The tendency to focus on the development side, deploying code frequently and iterating as issues occur is an unsustainable hinderance to reliability. The most useful thing we can do for company benefit and system reliability is to improve our process.
Let’s start by updating our fire drill methodology to match our constantly-changing architecture. Instead of assuming we have an up-to-the-minute accurate map of the building, begin by assuming we don’t.
We must give the operations side of DevOps its proper respect and focus. Provide our teams with the time they need to fix the things they learned about in the last failure. We don’t mean simply implementing quick fixes, but really taking the lessons learned and allowing them to system reliability by preventing that same failure from impacting the system again in the future. Let them create fire escapes that move along with the system, reacting to changes and being available even when our architecture is evolving rapidly.
Next, as things stabilize a bit, explore our systems. What if we could safely introduce these failures at different points in your processes, but on our own terms? We could use what we learn to proactively design and modify software and infrastructure to handle those failures, preventing overall system downtime and customer impacts. Set a little fire somewhere and see if our fire escapes are adequate. If not, enhance them or build more. Preventing many production outages is possible, with the right attention.
Even when we have time or money constraints preventing us from redesigning our software or infrastructure, we do have the ability to create a more graceful experience for our customers.
We can start with better observability by monitoring things we know have caused problems in the past and setting alerts at levels below where we have seen previous failures, giving time to compensate before customers are ever impacted.
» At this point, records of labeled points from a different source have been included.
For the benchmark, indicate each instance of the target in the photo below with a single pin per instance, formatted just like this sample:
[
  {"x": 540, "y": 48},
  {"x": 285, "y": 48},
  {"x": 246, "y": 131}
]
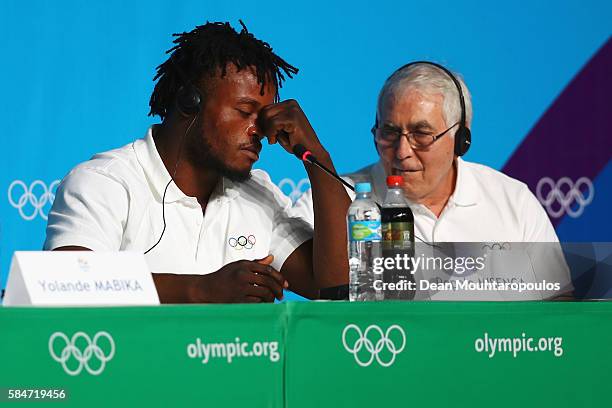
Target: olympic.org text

We can combine that monitoring with simple Chaos Engineering experiments in small parts of our system, limiting the blast radius so that only what we are testing is impacted. What we learn from these experiments will help us enhance system reliability by enabling us to find and fix small things while they are still small.
Fixing many small things adds up to major improvement over time. Taking the time to make the fixes seems difficult to schedule in, but when we do, we ultimately save ourselves more time than we spend. We can use that time to improve processes and reliability across our entire system.
Most of us find that we have time to better train new hires and get them up to speed more quickly. We find our teams gain greater confidence. It is faster and easier to learn how to do things like transfer a service or fix a found technical issue.
This sounds like maturity and it is attainable.
Introducing controlled failure accelerates the adoption of good SRE practices and helps the operations side of our practices mature more quickly.
Operations teams mature and learn from failure, whether they are traditional ops or DevOps. We can let this happen by serendipity, when unexpected production failures happen and are fixed. Better yet, we can accelerate this maturing process by inducing failure in small ways and learning from it.
You get better at responding to fires each time they happen. You always learn something new. However, we would rather not burn down a building or cause catastrophic damage to get this information, and there is no need to wait for spontaneous combustion to cause late night pager calls to engineers. Gremlin helps companies figure out how to safely design chaos experiments and learn through failure while also helping our teams mature more quickly and intentionally. This helps all of us make our systems more reliable and our customers happier, and that is what we really want.